The district's most egregious act was to try to steal the doctors who rent offices in a small building that Famiglietti owns nearby. District employees solicited those physicians by offering them cheaper rents at HealthPark. "At least half a dozen tenants I had -- doctors I struggled to bring into Weston -- went to the district because they offered lower rents," he complained. "They called my doctors and stole them."
How could NBHD offer lower rents? First, administrators have shown no qualms about losing millions of dollars. Second, they, unlike Famiglietti, don't pay property taxes on either the office space or the surgery center.
The district, however, is supposed to pay the county on property that is used by private physicians or businesses. For instance, the South Broward Hospital District shelled out $685,000 in property taxes last year. And every year, it sends the appraiser's office a detailed report on its nonexempt real estate, even including names of doctors who rent space. No such report comes from the North District, which paid only about $5,000 in property taxes last year, according to county records.
It pays nothing on the HealthPark.
I questioned Ron Gunzburger, a spokesman for the property appraiser's office, about the matter last week. "It piques our interest that the numbers are so divergent between the North and South districts," Gunzburger said. "We're going to ask [NBHD] to give us documentation on all its facilities, and we will send appraisers out to look at all of its facilities. We need to find out why there is such a difference. If they are leasing out space to businesses or private doctors, that square footage is taxable. Everyone needs to pay their fair share."
The district might legitimately have to pay fewer taxes than its southern counterpart since it has contractual agreements with many more doctors, who can use NBHD space on a tax-exempt basis. But it also rents space to numerous private physicians who have no such contracts. The portion of the surgery center owned by doctors also appears to be an obvious nonexempt property.
The appraiser's probe could also affect an already controversial plan to build a $30 million medical office building near Broward General Medical Center. That project, which is under investigation by a federal grand jury for possible insider dealing, hinges on the idea that the district won't have to pay property taxes. According to the law, in the case of outside doctors, that's not so.

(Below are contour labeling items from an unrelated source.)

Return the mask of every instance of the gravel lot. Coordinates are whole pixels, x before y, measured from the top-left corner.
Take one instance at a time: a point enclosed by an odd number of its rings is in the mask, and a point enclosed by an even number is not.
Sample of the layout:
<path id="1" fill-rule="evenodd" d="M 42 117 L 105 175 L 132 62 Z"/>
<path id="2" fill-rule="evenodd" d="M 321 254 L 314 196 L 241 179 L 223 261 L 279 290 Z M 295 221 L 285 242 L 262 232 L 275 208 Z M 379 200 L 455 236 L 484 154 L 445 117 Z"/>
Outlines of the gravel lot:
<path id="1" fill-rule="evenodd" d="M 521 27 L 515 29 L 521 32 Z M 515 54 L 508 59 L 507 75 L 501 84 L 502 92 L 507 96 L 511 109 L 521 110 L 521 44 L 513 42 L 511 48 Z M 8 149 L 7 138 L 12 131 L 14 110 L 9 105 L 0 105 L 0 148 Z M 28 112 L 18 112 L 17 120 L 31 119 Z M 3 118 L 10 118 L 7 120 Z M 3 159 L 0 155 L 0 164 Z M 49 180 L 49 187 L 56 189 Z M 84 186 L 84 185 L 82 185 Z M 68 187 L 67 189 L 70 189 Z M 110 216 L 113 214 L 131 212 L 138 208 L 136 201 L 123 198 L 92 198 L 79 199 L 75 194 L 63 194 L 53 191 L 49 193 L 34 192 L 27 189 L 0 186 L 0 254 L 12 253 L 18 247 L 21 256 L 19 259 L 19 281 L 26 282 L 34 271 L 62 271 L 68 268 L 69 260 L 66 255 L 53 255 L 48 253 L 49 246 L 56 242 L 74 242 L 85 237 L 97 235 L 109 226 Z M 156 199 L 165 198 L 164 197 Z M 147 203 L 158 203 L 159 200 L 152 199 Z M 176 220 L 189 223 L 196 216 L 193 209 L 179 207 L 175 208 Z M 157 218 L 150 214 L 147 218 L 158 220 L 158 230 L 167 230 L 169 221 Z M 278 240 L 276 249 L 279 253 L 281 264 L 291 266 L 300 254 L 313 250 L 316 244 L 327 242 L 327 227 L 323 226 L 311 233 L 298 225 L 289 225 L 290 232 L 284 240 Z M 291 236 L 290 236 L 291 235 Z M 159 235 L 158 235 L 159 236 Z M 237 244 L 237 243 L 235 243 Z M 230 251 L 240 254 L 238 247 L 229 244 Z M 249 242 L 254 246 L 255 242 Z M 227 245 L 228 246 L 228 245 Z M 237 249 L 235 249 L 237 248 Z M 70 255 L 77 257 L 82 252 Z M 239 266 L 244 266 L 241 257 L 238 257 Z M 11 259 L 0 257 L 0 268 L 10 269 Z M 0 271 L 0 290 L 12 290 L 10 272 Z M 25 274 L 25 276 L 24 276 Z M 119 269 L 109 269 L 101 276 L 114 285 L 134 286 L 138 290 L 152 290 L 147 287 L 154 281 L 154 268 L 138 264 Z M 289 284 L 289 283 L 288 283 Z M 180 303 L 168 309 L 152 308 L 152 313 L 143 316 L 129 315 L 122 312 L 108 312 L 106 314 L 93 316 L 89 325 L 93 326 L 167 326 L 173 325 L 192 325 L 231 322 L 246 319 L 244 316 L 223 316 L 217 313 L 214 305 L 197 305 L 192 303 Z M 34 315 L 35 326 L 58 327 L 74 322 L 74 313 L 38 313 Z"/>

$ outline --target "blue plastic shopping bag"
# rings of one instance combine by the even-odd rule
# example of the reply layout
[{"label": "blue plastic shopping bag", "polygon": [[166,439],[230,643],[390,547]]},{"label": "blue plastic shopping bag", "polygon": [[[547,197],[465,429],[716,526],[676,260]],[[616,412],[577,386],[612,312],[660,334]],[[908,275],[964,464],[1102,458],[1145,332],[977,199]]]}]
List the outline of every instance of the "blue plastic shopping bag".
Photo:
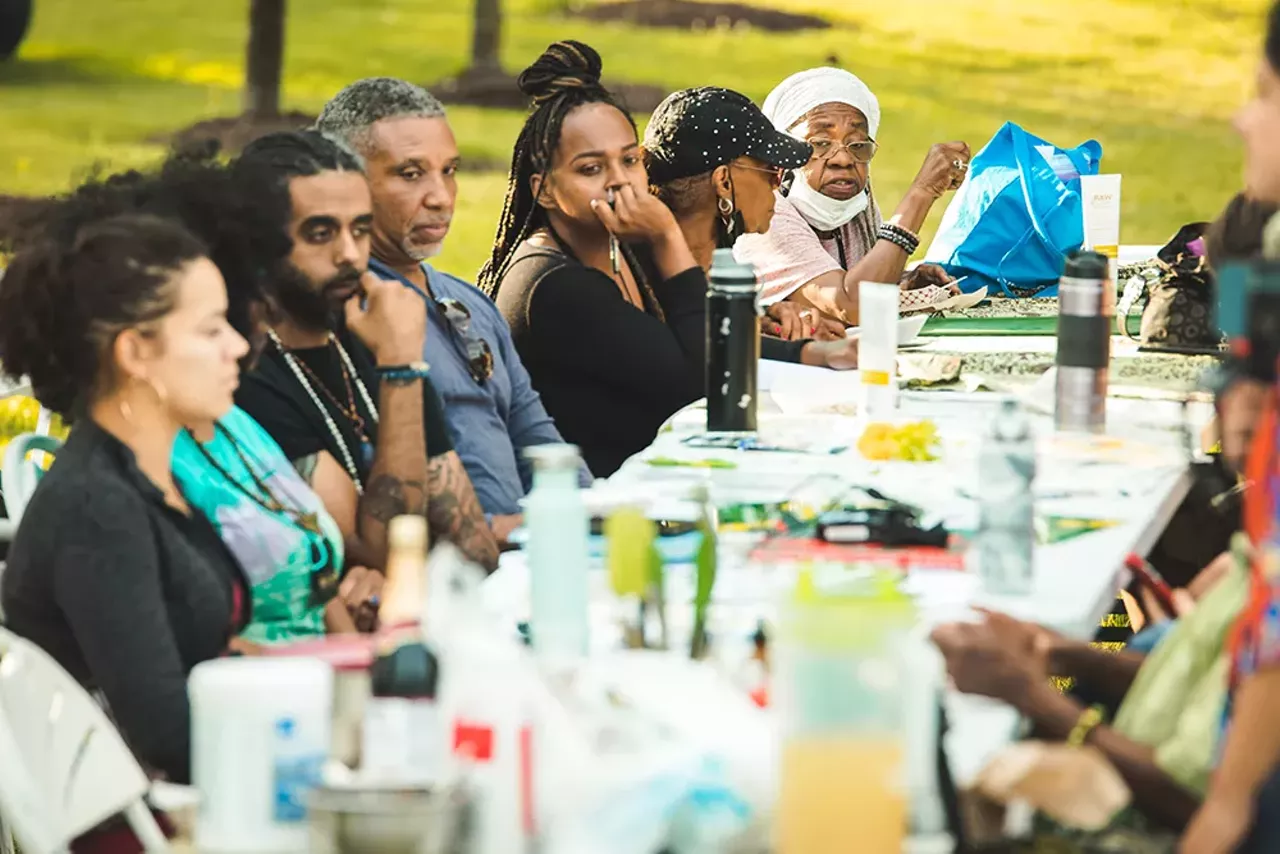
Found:
[{"label": "blue plastic shopping bag", "polygon": [[1059,149],[1006,122],[969,164],[925,257],[963,287],[1055,296],[1068,252],[1084,243],[1080,175],[1098,174],[1096,141]]}]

One wonders if district administrators -- who wouldn't respond to my questions on the issue -- willfully neglected to pay taxes. We may never know that answer, but one thing is certain: The district must be forced to pay up on its private ventures, if for no other reason than to help curb its already abusive business practices. And when the appraiser requires the district to sign a check, the burden shouldn't be placed on Broward's taxpayers but rather on the private entities that have benefited for so long from the district's wrongdoing.
Then Famiglietti, along with other business owners and doctors who must compete on NBHD's lopsided playing field, might finally get a fair shake.